The main focus is on the people within the country, especially because the government is hesitant about implementing a stimulus and relies on them to spend money. It is worth noting that the National Bureau of Statistics (NBS) ceased publishing an index that measured consumer confidence in April. However, there is also an increasing animosity towards foreign nations. In June, Beijing significantly broadened the interpretation of espionage in their already extensive and unclear national security laws. In addition, a significant Chinese data provider has started restricting access for users from other countries.

However, the leadership has its own areas of ignorance. Li Keqiang, the former premier who served until recently, once confided to an American diplomat that the GDP statistics were artificially created and therefore not to be trusted. Experts prefer to scrutinize data gathered at the lowest levels of government bureaucracy, recognizing that officials at every stage manipulate the numbers to gain favor from their superiors.

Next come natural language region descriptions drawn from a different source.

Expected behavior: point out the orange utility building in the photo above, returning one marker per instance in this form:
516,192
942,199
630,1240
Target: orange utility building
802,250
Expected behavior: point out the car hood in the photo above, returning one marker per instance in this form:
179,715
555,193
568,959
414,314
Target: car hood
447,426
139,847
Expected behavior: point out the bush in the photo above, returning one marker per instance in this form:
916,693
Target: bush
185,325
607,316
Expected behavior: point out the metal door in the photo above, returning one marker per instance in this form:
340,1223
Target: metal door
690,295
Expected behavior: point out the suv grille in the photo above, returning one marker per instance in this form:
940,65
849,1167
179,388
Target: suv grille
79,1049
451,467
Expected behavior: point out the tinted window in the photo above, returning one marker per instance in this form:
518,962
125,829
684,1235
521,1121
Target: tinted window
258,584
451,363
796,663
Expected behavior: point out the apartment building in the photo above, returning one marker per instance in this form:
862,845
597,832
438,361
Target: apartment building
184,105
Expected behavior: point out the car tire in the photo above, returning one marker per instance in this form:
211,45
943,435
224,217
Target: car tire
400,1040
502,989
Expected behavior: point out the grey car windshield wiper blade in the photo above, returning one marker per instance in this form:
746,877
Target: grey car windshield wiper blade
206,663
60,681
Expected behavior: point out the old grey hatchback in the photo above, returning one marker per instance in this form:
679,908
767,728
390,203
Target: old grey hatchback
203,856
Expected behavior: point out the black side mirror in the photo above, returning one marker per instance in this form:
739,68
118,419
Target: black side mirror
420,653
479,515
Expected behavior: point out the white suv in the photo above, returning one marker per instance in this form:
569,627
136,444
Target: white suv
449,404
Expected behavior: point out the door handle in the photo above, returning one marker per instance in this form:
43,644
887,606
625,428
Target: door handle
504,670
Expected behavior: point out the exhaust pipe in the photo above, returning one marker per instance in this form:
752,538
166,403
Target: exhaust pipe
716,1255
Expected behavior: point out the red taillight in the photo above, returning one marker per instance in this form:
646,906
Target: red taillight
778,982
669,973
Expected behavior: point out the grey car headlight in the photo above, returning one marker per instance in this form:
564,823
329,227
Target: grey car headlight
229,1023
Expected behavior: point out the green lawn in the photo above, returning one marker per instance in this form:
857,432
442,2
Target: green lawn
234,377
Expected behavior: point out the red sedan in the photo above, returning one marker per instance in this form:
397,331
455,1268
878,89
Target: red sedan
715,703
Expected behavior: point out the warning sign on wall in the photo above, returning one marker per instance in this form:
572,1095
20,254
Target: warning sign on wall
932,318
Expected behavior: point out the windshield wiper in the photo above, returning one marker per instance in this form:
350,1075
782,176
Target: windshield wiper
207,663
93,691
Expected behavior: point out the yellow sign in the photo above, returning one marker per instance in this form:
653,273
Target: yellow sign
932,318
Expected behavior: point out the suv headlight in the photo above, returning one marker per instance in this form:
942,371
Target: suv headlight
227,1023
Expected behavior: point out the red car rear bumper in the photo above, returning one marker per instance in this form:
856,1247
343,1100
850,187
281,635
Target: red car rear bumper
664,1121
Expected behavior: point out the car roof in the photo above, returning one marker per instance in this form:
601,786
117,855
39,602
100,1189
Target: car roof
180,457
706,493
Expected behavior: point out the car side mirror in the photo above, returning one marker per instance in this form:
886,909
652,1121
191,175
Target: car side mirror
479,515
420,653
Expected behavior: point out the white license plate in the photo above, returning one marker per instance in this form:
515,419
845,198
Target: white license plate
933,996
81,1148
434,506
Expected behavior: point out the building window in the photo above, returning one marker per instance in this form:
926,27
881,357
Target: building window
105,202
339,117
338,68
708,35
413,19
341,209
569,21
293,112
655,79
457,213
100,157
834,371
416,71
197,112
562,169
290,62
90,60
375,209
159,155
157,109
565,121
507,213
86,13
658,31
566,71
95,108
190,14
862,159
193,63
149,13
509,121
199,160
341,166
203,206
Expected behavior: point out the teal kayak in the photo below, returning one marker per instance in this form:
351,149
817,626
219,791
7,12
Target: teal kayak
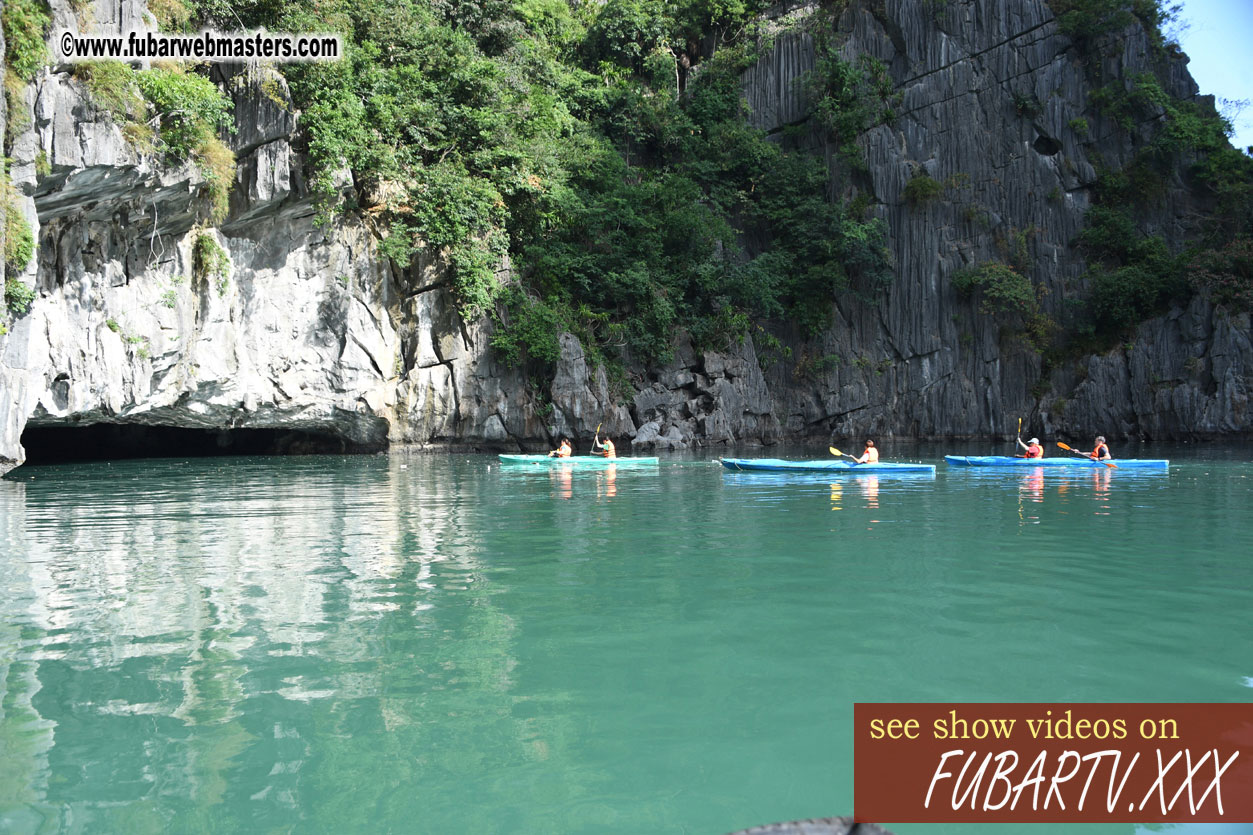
578,460
1083,463
832,467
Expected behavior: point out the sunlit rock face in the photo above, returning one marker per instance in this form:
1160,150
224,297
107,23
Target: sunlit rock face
305,327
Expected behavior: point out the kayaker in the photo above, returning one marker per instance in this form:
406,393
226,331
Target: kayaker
605,446
1100,451
870,455
1033,448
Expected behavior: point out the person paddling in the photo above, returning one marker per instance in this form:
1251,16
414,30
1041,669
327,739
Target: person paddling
605,446
1100,451
1033,448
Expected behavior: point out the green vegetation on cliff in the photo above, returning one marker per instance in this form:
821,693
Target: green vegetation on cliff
603,148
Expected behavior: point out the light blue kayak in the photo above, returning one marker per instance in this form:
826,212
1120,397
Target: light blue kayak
833,467
1083,463
578,460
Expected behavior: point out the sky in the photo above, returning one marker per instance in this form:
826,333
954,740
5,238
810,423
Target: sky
1218,38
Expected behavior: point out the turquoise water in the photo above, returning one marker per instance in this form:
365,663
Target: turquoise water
440,645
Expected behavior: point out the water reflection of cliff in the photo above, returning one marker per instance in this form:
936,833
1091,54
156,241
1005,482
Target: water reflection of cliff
262,603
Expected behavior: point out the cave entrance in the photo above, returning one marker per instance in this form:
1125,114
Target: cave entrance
114,441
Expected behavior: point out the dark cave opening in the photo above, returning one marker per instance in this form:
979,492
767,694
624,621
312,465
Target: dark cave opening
114,441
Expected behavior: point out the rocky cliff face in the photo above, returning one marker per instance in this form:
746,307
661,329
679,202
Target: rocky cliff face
308,329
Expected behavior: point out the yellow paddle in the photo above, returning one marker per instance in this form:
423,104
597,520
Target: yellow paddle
1070,449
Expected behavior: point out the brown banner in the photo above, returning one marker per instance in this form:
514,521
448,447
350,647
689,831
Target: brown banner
1053,762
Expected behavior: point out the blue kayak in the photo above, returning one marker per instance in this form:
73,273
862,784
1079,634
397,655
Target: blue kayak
826,465
578,460
1083,463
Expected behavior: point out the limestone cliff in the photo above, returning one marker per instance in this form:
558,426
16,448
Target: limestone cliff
307,327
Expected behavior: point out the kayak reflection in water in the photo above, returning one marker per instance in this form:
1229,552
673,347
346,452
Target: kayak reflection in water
1100,490
870,489
607,482
1034,484
563,475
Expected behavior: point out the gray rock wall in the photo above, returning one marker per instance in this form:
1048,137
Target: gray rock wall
924,362
310,329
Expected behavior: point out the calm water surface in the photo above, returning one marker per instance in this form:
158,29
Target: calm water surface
440,645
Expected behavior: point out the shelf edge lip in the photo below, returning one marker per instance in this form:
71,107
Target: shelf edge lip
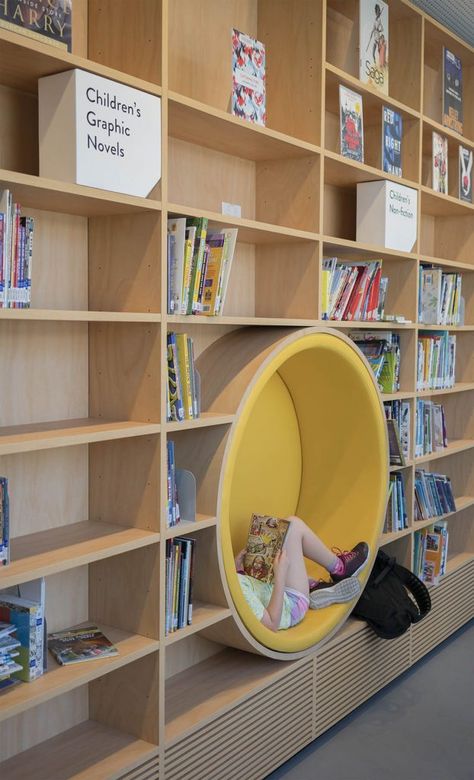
365,88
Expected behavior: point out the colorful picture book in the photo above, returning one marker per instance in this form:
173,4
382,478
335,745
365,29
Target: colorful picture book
80,644
48,22
199,266
16,254
180,553
439,297
184,384
351,124
266,537
373,44
430,432
352,290
436,361
452,91
248,78
465,174
392,132
440,163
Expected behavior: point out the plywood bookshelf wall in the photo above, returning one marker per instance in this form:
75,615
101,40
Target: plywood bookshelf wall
83,383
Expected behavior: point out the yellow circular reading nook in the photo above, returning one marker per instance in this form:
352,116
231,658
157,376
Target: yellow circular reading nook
309,438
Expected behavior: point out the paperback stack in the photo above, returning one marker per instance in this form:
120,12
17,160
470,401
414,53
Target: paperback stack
173,514
382,350
399,412
431,552
16,254
199,264
4,523
184,397
430,435
433,495
436,361
439,300
353,291
179,581
396,517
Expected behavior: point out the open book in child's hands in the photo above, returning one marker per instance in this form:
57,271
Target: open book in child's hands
265,540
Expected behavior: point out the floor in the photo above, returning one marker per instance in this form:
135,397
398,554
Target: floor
420,727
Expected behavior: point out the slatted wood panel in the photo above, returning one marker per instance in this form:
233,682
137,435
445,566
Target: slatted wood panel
452,606
226,749
349,674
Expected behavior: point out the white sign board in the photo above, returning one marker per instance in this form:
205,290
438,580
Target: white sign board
100,133
387,215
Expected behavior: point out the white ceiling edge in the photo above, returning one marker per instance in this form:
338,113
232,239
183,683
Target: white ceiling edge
457,15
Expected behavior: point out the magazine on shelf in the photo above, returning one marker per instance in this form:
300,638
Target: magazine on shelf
373,44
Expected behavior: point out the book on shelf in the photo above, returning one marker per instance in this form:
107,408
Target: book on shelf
465,174
382,351
430,429
452,91
16,254
248,78
373,44
440,163
48,22
265,539
184,384
352,290
79,644
396,518
436,361
399,412
440,297
351,124
199,266
392,133
180,554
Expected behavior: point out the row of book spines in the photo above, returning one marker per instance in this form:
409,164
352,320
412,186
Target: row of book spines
440,297
353,291
431,434
180,554
4,523
436,361
433,495
173,513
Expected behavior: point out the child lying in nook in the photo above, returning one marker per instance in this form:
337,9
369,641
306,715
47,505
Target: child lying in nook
285,602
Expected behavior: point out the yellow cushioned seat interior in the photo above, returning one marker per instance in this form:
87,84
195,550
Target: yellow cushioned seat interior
311,441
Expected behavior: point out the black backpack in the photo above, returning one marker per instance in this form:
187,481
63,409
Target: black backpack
385,602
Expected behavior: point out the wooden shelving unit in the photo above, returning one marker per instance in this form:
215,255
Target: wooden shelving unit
83,428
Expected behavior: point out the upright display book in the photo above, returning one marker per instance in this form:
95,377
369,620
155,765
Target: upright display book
351,124
465,174
440,163
452,91
248,78
265,540
49,21
75,645
392,132
373,44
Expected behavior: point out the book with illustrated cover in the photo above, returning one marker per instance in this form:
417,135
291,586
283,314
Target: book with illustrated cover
452,91
351,124
373,44
465,174
265,540
248,78
392,130
83,643
440,163
48,22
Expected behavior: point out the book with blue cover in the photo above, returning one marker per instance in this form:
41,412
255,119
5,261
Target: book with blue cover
392,131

Observers note that the National Bureau of Statistics (NBS) has made significant efforts to address these concerns, suggesting that at least some data may be more reliable now. However, in a system that puts great emphasis on promoting only positive vibes, individuals are apprehensive about sharing negative news. This goes beyond restricting investigative journalism; even confidential briefings provided to high-ranking officials, separate from journalists' public work, are increasingly subjected to self-censorship or modification by intermediaries. Certain analysts speculate that individuals within the national security system also exercise caution when transmitting information.

"It is a mechanism designed to limit information for both the general public and those in power," proposes Prof Dali Yang, a political scientist. In his book Wuhan, he highlights how China diligently established an early-warning system for diseases after Sars. However, due to bureaucratic disarray and intentional suppression of negative updates, reports about the Covid-19 outbreak were withheld from reaching Beijing during the crucial initial phase. It is undeniable that central planners closely monitor the economy, undoubtedly having a superior understanding compared to the rest of us. The crucial aspect to consider is whether their information is reliable and promptly delivered.